Il n’y a pas eu de véritable mobilisation étudiante depuis longtemps, alors qu’en toute objectivité les raisons s’accumulent depuis quelques années. Je pense que le seuil de tolérance des jeunes à la précarité est dépassé. On la subit déjà pendant les études, lors de l’insertion professionnelle, et maintenant ce gouvernement nous propose de l’endurer tout le reste de notre vie.

Avec la déferlante de réactions sur les réseaux sociaux, pensez-vous que nous sommes entrés dans une nouvelle forme de manifestation ?

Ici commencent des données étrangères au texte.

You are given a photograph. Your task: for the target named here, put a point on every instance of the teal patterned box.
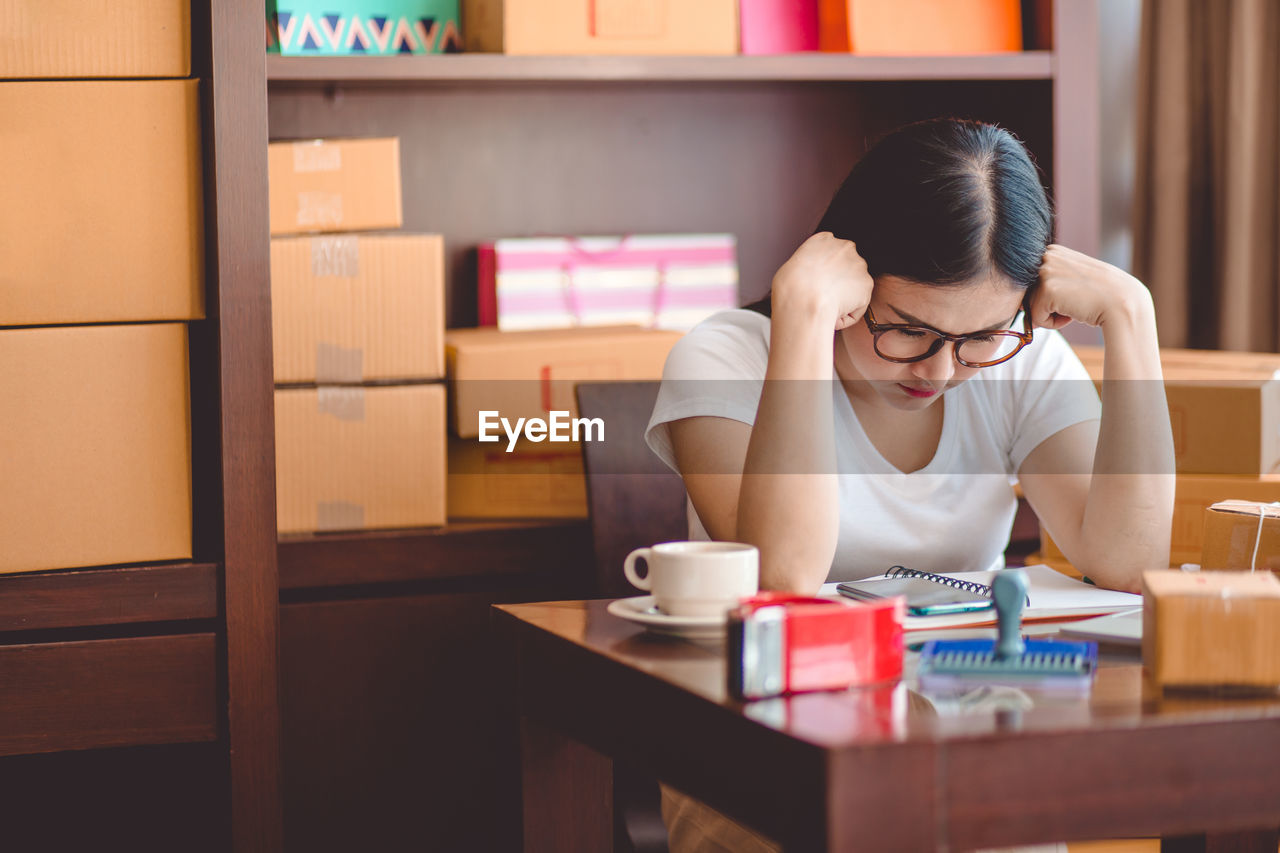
(361, 27)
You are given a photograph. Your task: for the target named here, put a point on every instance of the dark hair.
(941, 203)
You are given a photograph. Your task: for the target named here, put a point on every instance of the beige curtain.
(1207, 219)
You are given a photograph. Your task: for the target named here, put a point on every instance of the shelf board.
(458, 551)
(109, 596)
(1032, 64)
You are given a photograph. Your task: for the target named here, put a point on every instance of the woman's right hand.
(824, 276)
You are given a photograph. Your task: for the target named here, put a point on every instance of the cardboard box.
(101, 211)
(535, 480)
(44, 39)
(1219, 628)
(575, 27)
(352, 457)
(95, 430)
(361, 27)
(530, 374)
(351, 309)
(1242, 536)
(920, 27)
(1224, 409)
(1193, 495)
(334, 185)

Pour le moment, la mobilisation se passe beaucoup sur les réseaux sociaux, en effet, mais j’espère qu’elle se traduira par un mouvement social. C’est la première fois qu’une pétition en ligne, en réaction à un projet de loi, recueille autant de signatures. Je pense que l’enjeu fondamental des prochaines semaines est de faire le lien entre cette mobilisation numérique, que s’approprient beaucoup de jeunes, et la mobilisation sociale, qui doit se passer dans la rue. Il y a un travail de pédagogie à faire auprès de tous ceux qui ont signé la pétition ou qui ont dit qu’ils participeraient aux événements de grève générale sur Facebook. Il faut leur dire que ces premières formes d’action étaient essentielles mais qu’elles ne suffiront pas, qu’on doit passer un cap. L’Unef et l’Union nationale des lycéens (UNL) étaient les deux seuls syndicats de jeunes conviés la semaine dernière à l’intersyndicale. Je pense que c’est à nous de faire le pont entre ces deux mondes.